Moving node network configuration out of tripleo-heat-templates will require manual (or scripted) migration of settings controlled by heat template parameters to the input file used for baremetal/network provisioning. At least the following parameters are affected:
NeutronPhysicalBridge
NeutronPublicInterface
NetConfigDataLookup
NetworkDeploymentActions
Parameters that will be deprecated:
NetworkConfigWithAnsible
{{role.name}}NetworkConfigTemplate
NetworkDeploymentActions
{{role.name}}NetworkDeploymentActions
BondInterfaceOvsOptions
NumDpdkInterfaceRxQueues
{{role.name}}LocalMtu
NetConfigDataLookup
DnsServers
DnsSearchDomains
ControlPlaneSubnetCidr
HypervisorNeutronPublicInterface
HypervisorNeutronPhysicalBridge
The environment files used to select one of the pre-defined nic config templates will no longer work. The template to use must be set in the YAML defining the baremetal/network deployment. This affect the following environment files:
environments/net-2-linux-bonds-with-vlans.j2.yaml
environments/net-bond-with-vlans.j2.yaml
environments/net-bond-with-vlans-no-external.j2.yaml
environments/net-dpdkbond-with-vlans.j2.yaml
environments/net-multiple-nics.j2.yaml
environments/net-multiple-nics-vlans.j2.yaml
environments/net-noop.j2.yaml
environments/net-single-nic-linux-bridge-with-vlans.j2.yaml
environments/net-single-nic-with-vlans.j2.yaml
environments/net-single-nic-with-vlans-no-external.j2.yaml
Documentation Impact¶
The documentation effort is heavy and will need to be incrementally updated. As a minumum, a separate page explaining the new process must be created.
The TripleO docs will need updates in many sections, including:
Alternatives¶
Not changing how ports are created
In this case we keep creating the ports with heat, the do nothing alternative.

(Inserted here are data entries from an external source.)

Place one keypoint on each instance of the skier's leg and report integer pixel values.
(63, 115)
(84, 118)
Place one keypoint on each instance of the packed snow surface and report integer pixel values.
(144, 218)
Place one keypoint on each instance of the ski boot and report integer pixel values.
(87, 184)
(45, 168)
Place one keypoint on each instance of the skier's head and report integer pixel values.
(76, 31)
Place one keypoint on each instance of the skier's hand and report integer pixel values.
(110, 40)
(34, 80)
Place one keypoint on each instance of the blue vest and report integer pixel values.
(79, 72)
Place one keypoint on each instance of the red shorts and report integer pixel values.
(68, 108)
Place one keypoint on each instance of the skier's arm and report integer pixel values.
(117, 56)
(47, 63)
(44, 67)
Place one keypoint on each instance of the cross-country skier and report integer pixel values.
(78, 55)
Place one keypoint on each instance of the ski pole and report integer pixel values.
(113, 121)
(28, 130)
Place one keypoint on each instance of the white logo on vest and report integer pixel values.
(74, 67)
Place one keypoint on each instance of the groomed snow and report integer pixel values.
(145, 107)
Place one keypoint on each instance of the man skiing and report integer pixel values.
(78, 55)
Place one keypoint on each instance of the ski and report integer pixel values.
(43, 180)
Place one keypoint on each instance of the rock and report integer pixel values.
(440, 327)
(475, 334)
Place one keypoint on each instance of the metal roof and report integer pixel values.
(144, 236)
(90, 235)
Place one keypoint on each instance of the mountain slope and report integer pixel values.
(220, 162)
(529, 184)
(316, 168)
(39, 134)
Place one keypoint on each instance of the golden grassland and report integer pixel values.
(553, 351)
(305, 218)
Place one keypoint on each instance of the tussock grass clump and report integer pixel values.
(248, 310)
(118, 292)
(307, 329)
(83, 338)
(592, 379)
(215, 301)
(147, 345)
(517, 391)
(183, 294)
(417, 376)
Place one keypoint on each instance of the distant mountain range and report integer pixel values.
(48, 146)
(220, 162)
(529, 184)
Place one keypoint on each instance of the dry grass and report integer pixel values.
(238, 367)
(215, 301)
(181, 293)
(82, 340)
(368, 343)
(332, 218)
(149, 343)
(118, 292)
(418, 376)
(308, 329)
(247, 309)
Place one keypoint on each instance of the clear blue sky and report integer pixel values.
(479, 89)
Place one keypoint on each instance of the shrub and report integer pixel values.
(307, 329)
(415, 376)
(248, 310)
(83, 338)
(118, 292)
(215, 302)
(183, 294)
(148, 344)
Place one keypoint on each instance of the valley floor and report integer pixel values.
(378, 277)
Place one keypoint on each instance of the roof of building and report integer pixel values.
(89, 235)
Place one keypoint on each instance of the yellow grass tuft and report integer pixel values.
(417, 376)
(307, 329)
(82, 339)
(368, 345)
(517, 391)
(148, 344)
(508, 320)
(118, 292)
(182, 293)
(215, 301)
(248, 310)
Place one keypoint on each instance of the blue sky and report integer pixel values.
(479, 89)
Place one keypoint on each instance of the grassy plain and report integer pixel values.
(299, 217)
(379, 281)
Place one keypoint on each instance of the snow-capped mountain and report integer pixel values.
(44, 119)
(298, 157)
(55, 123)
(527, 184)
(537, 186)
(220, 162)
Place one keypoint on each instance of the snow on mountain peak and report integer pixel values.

Create a completely separate workflow for composable network ports
A separate workflow that can run before/after node provisioning. It can read the same YAML format as baremetal provisioning, or it can have it’s own YAML format.
The problem with this approach is that we loose the possibility to store relations between neutron-port and baremetal node in a database. As in, we’d need our own database (a file) maintaining the relationships.
Note
We need to implement this workflow anyway for a pre-deployed server scenario, but instead of a completely separate workflow the baremetal deploy workflow can take an option to not provision nodes.
Create ports in ironic and bind neutron ports
Instead of creating ports unknown to ironic, create ports for the ironic nodes in the baremetal service.
The issue is that ironic does not have a concept of virtual port’s, so we would have to either add this support in ironic, switch TripleO to use neutron trunk ports or create fake ironic ports that don’t actually reflect NICs on the baremetal node. (This abandoned ironic spec [3] discuss one approach for virtual port support, but it was abandoned in favor of neutron trunk ports.)
With each PTG there is a re-occurring suggestion to replace neutron with a more light weight IPAM solution. However, the effort to actually integrate it properly with ironic and neutron for composable networks probably isn’t time well spent.